Inside NoVa: Honoring King’s Legacy: Students, elected leaders celebrate civil rights leader with annual MLK Oratorical Competition

INSIDE NOVA, EMILY SEYMOUR

A middle school student and a local high schooler took best speaker awards in the 39th annual Dr. Martin Luther King Jr. Youth Oratorical Competition Monday, honoring King on what would have been his 95th birthday.

The event, hosted by the Prince William County Alumnae Chapter of Delta Sigma Theta Sorority Inc. at Charles J. Colgan Sr. High School in Manassas, featured six students – three middle schoolers and three high schoolers – chosen as finalists from a pool of around 50 students.

Each student prepared a speech in response to the following prompt: “If America is to remain a great nation, we must … ”

The prompt honors the 60th anniversary of Dr. King’s March on Washington and his famous “I have a Dream” speech given at the march on Aug. 28, 1963.

“It’s so extraordinary to know that this community is not only nurturing the next generation of leadership but ensuring that students know that your voices matter, that the beauty of the words that you speak to us, that you put out into the world can have an impact,” said Rep. Abigail Spanberger of Virginia’s 7th Congressional District.

The two winners – eighth-grader Rabab Raza and senior Myles Lanier – received rousing applause after their speeches.

Raza, a student at Rippon Middle School, began her speech with a poem about the plight of the Palestinian people, likening it to that of Black Americans. 

She echoed King’s language, laying out what her dreams are as a young, Hijab-wearing woman.

“I have a dream that one day people no longer go out and bomb mosques for their own harmful agenda. I have a dream that one day people no longer feel threatened by a 13-year-old girl walking peacefully and proudly down the street in her hijab. This is not what I believe Dr. King meant by a great nation. A great nation would be where everyone would be and feel free no matter the color of their skin, religion or ethnicity,” Raza said.

Raza went on to say people must demonstrate their love through service and commitment to others in order to keep this dream alive and to keep America a great nation.

“I believe that my generation and the future generations will be the light to the darkness and can keep America’s true greatness intact. The hope continues with us,” she said.

Raza said she entered the competition, in part, to help overcome her fear of public speaking.

Lanier, a senior at Manassas Park High School, won the best speaker award for the high school cohort.

Lanier offered a call to action in his speech, answering the question, “What must we do to ensure that everyone in this great nation is able to thrive?”

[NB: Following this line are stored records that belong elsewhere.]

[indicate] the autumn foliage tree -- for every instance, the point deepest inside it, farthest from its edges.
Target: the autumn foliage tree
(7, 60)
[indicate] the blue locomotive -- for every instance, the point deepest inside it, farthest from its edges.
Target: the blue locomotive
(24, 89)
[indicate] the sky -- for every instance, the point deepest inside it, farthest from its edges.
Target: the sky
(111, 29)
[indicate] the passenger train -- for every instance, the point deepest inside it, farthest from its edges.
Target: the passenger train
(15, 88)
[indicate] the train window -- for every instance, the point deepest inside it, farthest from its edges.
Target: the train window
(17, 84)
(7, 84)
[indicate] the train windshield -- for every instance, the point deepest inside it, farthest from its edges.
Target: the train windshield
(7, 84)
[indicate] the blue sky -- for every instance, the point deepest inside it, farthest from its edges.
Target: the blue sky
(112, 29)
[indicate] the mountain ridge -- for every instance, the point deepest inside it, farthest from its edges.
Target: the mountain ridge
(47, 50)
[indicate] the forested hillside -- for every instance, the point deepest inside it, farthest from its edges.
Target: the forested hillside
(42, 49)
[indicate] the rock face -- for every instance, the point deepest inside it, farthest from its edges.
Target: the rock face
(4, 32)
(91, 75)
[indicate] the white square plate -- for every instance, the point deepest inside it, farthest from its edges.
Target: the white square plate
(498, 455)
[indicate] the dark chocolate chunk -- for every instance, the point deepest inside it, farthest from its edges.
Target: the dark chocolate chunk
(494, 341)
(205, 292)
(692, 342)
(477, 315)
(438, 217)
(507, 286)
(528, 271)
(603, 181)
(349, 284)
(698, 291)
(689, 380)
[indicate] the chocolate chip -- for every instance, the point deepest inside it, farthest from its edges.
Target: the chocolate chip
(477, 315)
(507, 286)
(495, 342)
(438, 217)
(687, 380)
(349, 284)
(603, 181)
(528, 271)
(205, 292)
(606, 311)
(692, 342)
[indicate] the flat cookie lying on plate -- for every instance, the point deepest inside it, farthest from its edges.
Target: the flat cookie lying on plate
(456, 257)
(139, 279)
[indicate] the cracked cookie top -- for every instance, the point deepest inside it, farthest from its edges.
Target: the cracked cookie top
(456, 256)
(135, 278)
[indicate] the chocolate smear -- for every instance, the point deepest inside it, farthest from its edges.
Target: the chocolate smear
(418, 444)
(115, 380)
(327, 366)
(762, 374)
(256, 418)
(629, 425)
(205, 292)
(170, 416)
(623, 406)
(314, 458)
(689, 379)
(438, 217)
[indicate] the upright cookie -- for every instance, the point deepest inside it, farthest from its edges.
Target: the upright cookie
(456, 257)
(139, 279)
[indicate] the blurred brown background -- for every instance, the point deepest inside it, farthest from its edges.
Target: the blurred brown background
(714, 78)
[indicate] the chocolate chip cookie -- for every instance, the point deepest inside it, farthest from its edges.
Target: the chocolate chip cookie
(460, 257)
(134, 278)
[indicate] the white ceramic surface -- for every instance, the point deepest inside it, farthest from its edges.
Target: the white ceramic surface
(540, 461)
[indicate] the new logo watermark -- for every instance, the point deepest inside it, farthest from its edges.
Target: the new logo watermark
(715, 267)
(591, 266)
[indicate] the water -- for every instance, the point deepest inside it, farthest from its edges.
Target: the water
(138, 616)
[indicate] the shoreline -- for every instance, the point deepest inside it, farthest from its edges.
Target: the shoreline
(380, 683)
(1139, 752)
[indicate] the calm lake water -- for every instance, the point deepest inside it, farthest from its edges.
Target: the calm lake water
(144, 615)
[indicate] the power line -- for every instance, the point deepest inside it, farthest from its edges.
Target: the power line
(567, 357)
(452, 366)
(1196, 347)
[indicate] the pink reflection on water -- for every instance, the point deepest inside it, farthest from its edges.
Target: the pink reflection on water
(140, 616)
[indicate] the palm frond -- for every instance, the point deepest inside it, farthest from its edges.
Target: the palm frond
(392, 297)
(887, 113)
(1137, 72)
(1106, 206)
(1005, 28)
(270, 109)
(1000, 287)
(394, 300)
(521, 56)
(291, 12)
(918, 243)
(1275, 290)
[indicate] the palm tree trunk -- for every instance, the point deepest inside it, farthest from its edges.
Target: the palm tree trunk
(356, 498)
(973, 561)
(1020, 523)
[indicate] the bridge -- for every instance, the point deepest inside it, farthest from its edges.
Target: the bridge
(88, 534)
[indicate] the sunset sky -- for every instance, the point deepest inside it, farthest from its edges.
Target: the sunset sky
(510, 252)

“In order for this nation to become a greater nation, a stronger nation, we must answer the call. We must fight like Malcolm and Harriet. We must write like Maya and Langston, we must challenge like Rosa and Fannie Lou, we must educate like Booker and W.E.B., we must lead like Kamala and Barack, we must bleed like Martin. We must carry our hope from our past and our hope for the future,” Lanier said.

U.S. Sens. Mark Warner and Tim Kaine of Virginia attended Monday’s event and delivered remarks.

Kaine told the story of what’s known as the Children’s Crusade of 1963, when King empowered young people and brought them into the fold of the Civil Rights Movement.

More than 1,000 students skipped school and marched in Birmingham, Alabama, and were met with excessive police force. The images of school children being beaten by police were so powerful that it ultimately led to local Birmingham officials sitting down with King and negotiating the opening of public facilities.

The message, Kaine said, was the power of young people.

“You might not be old enough to vote, never think you’re not old enough to make an impact,” Kaine said. “You are.”

Warner answered the prompt each student was tasked with answering in the competition.

“If America is to remain a great nation, it must finally end the scourge of racism. If America is to remain a great nation, especially now in a world that is so dangerous, America must keep its word … If America is to remain a great nation, it must invest in its young people and be a nation that’s forward-looking … and recognize that there’s nothing that we can’t accomplish if we do it together,” Warner said.

Also in attendance were several Prince William County School Board members, Prince William Board of County Supervisors Chair Deshundra Jefferson, Prince William Superintendent of School LaTanya McDade and several other local officials.

Dumfries Mayor Derrick Wood helped host the event, serving as emcee.

The event was hosted at Charles Colgan High School in Manassas, the first one in-person since January 2020.